An astronomy paper published on the 22nd in the British “Nature Communication” magazine pointed out that the scientific instruments currently deployed by humans on Mars may not be able to reach the sensitivity to detect signs of life.
Humans have been trying repeatedly to find signs of life on Mars since the launch of the Viking missions in the 1970s. Now, half a century later, NASA’s Curiosity and Perseverance rovers can only detect simple organic molecules in very low amounts. These results raise some questions: Are current state-of-the-art equipment or the properties of the material inside Martian rocks limiting our ability to find evidence of life?

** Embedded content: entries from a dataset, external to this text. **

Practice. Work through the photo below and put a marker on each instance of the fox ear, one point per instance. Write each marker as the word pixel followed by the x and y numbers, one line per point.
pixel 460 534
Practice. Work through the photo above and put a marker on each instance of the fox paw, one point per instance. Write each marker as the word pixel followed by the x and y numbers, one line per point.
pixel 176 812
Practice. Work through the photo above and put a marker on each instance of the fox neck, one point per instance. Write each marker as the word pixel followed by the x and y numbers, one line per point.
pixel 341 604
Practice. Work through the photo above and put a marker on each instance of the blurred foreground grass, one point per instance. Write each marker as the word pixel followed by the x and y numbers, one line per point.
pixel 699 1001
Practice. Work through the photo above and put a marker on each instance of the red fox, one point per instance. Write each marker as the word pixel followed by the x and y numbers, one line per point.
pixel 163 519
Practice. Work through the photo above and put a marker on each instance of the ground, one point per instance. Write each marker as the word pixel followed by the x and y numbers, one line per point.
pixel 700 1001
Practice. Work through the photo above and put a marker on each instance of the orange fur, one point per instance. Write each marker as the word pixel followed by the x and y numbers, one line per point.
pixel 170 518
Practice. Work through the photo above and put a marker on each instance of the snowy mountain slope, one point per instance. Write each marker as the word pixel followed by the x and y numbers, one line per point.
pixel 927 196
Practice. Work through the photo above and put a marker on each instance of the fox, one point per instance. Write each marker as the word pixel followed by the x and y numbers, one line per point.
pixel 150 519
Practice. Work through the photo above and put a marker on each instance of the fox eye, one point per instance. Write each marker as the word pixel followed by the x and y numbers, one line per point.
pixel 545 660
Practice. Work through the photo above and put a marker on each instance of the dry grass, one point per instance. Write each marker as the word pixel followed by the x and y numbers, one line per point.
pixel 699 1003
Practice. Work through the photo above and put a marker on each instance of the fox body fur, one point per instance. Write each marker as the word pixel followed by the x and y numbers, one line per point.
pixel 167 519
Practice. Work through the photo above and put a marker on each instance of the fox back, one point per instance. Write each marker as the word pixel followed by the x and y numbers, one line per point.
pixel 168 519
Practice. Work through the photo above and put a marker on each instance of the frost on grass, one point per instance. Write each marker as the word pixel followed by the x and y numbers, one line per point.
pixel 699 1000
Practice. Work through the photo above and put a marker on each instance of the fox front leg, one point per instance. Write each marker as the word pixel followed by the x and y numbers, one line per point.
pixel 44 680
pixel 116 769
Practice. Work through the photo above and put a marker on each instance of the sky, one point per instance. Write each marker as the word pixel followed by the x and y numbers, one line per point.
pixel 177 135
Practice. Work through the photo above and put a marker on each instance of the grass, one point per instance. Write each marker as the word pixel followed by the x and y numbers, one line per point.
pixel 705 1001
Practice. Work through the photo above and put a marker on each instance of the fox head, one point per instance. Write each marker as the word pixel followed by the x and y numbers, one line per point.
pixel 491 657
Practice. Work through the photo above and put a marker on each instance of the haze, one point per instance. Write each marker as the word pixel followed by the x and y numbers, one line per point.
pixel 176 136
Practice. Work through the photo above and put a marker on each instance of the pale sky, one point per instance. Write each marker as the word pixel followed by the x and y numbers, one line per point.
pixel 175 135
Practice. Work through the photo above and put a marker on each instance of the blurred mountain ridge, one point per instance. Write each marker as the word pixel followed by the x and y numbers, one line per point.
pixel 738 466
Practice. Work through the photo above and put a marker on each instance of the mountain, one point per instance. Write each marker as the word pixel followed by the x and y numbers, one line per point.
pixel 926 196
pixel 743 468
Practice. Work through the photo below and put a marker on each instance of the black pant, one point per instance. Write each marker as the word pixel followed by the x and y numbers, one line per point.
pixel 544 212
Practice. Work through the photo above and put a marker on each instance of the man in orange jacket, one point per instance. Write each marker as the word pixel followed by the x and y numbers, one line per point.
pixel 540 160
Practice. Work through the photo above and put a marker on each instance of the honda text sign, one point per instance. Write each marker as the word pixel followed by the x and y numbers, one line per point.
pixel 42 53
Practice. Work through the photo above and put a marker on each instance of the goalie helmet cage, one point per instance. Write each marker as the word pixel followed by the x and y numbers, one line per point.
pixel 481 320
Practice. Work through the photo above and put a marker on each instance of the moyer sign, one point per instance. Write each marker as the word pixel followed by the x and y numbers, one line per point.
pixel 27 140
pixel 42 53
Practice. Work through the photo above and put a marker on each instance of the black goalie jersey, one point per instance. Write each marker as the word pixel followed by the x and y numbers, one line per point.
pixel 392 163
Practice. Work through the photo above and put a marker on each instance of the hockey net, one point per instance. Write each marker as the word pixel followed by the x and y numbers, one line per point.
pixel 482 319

Scientists at the Spanish Astrobiology Research Center tested instruments that are currently being sent to Mars together with advanced laboratory equipment, using them to analyze samples from the “Redstone”. Redstone is the fossilized remains of sediments located in a river delta in Chile’s Atacama Desert. These deposits were formed under extremely arid conditions 160-100 million years ago and have similar geological characteristics to the Jezero crater that Perseverance is studying on Mars.
However, an analysis of detection instruments in service on Mars showed that they were barely able to detect, within detection limits, the signatures of molecular fossils, organic compounds formed after the decomposition of organic components of ancient organisms that remain in rock formations.
If life did exist on Mars billions of years ago, there would have been low levels of organic matter, and the findings suggest that such low levels of organic matter would be difficult or impossible to detect with current techniques on Mars. The researchers also emphasized the need to bring samples back to Earth, so that the final conclusion on whether life ever existed on Mars can be drawn.